Severity Weighting Model: Build It in 30 Days

Build a severity weighting model that helps EHS managers rank SIF exposure, failed controls, and weak signals before clean metrics mislead leaders.

By Andreza Araújo June 14, 2026 8 min read updated June 17, 2026

metrics dashboard representing severity weighting model build it in 30 days — Severity Weighting Model: Build It in 30 Days

Key takeaways

01Diagnose dashboard distortion by separating frequency metrics from severity signals, especially when 1 high-potential near miss outweighs several minor cases.
02Build a 5-level severity scale that supervisors can apply in minutes, with SIF potential and failed critical controls clearly defined.
03Test the model against 12 months of old data before leaders use it, so the score reflects real exposure rather than spreadsheet theater.
04Assign review thresholds from local supervisor to executive visibility, including a 48-hour escalation rule for the highest weighted events.
05Apply Andreza Araujo's safety culture diagnostics when clean numbers hide serious exposure and your EHS dashboard needs decision-quality evidence.

A severity weighting model is a safety metric method that gives higher value to events with fatality, permanent disability, SIF exposure, or failed critical controls, instead of treating every event as one equal count. The model helps an EHS manager see where a 2026 dashboard looks clean while serious risk is still moving through the operation.

This severity layer also protects leaders from recordable injury rate traps, especially when low-consequence volume distracts attention from high-potential events.
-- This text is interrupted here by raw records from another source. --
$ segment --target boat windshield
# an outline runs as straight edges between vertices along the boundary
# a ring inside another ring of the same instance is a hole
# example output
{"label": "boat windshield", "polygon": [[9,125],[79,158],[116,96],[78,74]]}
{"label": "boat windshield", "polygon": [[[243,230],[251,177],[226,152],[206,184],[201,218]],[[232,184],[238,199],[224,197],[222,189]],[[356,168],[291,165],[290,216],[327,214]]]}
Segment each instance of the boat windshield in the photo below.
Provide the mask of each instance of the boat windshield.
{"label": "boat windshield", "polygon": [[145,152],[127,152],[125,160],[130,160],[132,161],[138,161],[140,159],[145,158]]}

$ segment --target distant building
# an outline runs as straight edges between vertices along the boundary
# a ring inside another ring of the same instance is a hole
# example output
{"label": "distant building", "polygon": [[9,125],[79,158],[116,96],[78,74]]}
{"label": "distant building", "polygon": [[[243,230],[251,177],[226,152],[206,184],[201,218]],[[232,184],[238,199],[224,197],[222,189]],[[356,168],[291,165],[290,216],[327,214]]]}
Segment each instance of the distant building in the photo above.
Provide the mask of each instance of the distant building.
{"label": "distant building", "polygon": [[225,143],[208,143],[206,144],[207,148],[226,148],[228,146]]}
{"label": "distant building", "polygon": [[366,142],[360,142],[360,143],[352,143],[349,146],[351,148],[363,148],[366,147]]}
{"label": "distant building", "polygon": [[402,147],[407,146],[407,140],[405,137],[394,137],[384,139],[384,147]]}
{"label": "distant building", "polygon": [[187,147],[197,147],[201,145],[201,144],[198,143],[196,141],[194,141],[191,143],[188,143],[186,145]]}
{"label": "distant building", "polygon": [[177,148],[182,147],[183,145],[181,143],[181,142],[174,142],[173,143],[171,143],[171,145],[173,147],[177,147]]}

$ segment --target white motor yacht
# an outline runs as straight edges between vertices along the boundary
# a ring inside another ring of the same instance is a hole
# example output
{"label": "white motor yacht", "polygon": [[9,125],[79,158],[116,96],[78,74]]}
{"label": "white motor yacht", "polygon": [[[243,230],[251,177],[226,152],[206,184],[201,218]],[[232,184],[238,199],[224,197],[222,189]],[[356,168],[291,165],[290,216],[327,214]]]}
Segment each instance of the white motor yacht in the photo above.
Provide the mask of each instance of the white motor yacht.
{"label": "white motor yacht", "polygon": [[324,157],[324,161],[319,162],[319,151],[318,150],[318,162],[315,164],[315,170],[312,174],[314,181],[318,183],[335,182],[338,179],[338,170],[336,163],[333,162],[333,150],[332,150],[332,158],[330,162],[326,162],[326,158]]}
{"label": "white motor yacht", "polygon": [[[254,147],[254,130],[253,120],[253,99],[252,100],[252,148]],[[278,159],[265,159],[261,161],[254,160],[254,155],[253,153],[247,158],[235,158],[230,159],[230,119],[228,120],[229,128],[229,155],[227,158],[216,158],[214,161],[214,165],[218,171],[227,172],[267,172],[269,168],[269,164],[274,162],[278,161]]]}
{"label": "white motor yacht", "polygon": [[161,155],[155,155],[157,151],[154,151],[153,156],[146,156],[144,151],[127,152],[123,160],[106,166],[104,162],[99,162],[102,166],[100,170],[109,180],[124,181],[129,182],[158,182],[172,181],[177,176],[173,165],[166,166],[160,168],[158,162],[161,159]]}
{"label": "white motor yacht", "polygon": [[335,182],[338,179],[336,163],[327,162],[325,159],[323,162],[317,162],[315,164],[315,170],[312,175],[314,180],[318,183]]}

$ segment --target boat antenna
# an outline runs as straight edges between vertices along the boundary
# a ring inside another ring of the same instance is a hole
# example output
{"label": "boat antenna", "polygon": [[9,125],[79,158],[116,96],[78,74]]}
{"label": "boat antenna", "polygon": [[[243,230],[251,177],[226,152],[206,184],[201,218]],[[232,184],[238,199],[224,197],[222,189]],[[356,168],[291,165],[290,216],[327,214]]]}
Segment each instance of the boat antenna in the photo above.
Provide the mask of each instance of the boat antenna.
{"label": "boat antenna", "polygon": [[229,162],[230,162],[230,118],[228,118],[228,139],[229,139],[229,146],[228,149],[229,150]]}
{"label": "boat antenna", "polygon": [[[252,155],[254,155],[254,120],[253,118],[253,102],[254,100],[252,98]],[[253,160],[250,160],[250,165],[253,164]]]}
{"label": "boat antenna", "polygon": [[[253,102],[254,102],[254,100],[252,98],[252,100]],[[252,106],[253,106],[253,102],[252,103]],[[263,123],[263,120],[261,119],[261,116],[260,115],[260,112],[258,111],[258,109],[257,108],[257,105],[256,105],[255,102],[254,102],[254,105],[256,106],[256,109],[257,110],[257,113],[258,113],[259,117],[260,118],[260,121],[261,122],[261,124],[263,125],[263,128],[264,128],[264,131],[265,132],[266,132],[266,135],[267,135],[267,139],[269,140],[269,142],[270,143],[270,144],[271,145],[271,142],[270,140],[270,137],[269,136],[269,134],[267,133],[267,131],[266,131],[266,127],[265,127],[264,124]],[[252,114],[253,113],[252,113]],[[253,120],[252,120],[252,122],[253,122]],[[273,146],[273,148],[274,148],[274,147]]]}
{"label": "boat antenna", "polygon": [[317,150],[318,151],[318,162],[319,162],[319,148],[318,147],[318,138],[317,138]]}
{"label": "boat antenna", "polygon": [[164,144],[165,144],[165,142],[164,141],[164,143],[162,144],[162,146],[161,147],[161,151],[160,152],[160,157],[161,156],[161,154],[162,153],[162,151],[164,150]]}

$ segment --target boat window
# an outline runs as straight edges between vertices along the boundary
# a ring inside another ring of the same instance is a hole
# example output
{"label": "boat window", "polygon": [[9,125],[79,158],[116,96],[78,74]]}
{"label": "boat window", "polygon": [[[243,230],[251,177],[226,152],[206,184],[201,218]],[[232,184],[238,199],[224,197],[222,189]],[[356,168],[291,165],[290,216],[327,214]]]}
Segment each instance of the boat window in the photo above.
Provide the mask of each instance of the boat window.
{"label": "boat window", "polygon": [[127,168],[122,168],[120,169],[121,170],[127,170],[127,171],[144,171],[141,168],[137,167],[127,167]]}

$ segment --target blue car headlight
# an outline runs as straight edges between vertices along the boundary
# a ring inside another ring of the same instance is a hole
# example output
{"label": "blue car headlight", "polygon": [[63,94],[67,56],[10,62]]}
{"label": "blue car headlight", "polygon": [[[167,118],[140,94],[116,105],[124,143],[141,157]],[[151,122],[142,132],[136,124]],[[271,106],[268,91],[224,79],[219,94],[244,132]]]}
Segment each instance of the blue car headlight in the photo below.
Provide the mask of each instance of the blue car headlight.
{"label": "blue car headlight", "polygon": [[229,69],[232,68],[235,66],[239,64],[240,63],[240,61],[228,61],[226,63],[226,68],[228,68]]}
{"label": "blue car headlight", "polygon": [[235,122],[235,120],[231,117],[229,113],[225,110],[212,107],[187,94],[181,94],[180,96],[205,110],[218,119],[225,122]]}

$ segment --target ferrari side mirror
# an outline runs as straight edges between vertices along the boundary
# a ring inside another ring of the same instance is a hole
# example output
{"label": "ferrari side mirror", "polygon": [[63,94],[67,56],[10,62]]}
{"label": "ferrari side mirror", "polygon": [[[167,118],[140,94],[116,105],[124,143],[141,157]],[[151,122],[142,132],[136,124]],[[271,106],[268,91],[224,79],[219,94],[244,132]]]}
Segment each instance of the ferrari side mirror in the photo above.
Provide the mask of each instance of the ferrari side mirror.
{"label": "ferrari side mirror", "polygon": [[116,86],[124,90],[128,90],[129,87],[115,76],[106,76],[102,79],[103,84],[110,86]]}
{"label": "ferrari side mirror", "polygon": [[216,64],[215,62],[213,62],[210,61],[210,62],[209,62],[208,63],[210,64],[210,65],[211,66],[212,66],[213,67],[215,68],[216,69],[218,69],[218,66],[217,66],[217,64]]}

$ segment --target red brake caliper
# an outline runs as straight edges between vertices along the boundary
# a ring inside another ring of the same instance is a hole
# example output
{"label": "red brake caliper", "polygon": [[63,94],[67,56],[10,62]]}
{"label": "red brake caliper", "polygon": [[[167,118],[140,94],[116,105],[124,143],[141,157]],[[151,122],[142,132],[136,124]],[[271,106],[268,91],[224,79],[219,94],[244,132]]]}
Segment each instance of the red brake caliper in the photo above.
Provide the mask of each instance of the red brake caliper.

ILO reported in 2023 that nearly 3 million people die each year from work-related accidents and diseases, while another 395 million sustain non-fatal work injuries. This guide shows how to build a severity weighting model in 30 days so the safety dashboard stops rewarding low counts and starts exposing the events that can change a life.

Why raw incident counts distort safety decisions

Severity weighting improves prioritization, but it still needs the right exposure base. For that reason, EHS teams should compare exposure hours, task volume and control verification before deciding whether a weighted rate truly represents the work.

Raw counts distort safety decisions because they give the same visual weight to a first-aid cut, a high-potential near miss, and a failed control that could have killed someone. A plant with 3 hand cuts may look worse than a plant with 1 dropped object near miss, even though the second site may be carrying the more serious exposure.

ILO reported in 2023 the scale of work-related harm precisely because injury prevention cannot be reduced to neat monthly totals. When a dashboard treats all cases as equal, it protects the denominator more than the worker.

As Andreza Araujo argues in *Muito Além do Zero*, the English gloss is *Far Beyond Zero*, lagging indicators look in the rearview mirror and can protect the number instead of protecting life. That position matters when leaders celebrate 90 days without a recordable while a failed isolation, an uncontrolled suspended load, or a near fall is quietly normalized.

The practical move is to separate frequency from severity. Keep TRIR, DART, LTIFR, and near-miss volume for trend analysis, but add a weighted severity score whose purpose is to tell leaders where the next serious injury or fatality could come from.

Step 1: Define the decision the model must support

Step 1 is to name the decision before naming the formula. In the first 2 days, decide whether the model will support monthly executive review, weekly EHS prioritization, critical-control assurance, contractor governance, or capital allocation, because each decision needs a different level of precision.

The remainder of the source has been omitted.